„Jeśli będzie wojna, choć my jej nie chcemy, to jest ta napoleońska zasada: stoczymy bitwę, a później się zobaczy. Na wojnach nigdy do końca nie można wszystkiego przewidzieć" – te słowa z wywiadu, którego prezes PiS Jarosław Kaczyński udzielił Radiu Szczecin, doskonale obrazują obecną strategię obozu władzy.
Oficjalnie nikt wojny nie chce, ale nieoficjalnie wiadomo, że jest ona dla PiS elementem niezbędnym do prowadzenia polityki. Pokazują to wypowiedzi polityków partii rządzącej tuż po zakończeniu tzw. kryzysu parlamentarnego.
Jarosław Kaczyński jest niekwestionowanym zwycięzcą ostatniej bitwy w Sejmie. Kompromitacja Ryszarda Petru najpierw zmusiła do wycofania się z blokady sejmowej mównicy Nowoczesną. Potem białą flagę wywiesiła także Platforma. Prawo i Sprawiedliwość wyszło z tego starcia nieco poobijane, ale poza rezygnacją z planowanych ograniczeń dla dziennikarzy ma to, co chciało. Budżet – uchwalony według opozycji w sposób nieprawidłowy – został przez prezydenta podpisany, a salę plenarną Sejmu opuścili okupujący ją posłowie.

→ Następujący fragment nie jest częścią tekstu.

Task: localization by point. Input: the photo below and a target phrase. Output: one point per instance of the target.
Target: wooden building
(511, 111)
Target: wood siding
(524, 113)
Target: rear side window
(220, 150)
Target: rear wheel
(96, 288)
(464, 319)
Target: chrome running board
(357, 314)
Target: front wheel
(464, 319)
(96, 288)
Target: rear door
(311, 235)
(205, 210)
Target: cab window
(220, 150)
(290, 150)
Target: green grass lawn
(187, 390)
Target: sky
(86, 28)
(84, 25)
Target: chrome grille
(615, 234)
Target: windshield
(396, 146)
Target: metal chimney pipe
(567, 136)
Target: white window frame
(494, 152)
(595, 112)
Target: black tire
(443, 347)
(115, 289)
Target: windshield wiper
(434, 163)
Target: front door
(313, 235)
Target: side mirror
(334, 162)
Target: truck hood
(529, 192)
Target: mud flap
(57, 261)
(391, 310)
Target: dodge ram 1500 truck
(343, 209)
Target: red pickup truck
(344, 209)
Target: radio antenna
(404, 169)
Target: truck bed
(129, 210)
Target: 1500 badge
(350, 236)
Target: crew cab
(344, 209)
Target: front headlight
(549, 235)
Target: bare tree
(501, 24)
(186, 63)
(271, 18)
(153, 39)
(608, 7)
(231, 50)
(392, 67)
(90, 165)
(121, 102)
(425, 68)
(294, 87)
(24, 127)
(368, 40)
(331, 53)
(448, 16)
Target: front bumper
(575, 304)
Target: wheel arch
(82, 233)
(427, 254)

Do tego momentu PiS nie dawało się prowokować. Kiedy pojawiały się propozycje wyprowadzenia protestujących siłą, ze strony rządzących dawało się słyszeć, że to jeszcze bardziej zaostrzy spór.

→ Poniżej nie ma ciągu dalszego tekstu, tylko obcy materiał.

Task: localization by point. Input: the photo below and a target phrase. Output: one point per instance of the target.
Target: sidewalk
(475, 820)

Choć jeszcze przed świętami na specjalnej konferencji kierownictwa PiS prezes Kaczyński straszył protestujących odpowiedzialnością karną, to później do tematu nie wracał. PiS nie podchwyciło też pomysłu Kukiz'15, by na okupujących mównicę parlamentarzystów nakładać kary finansowe.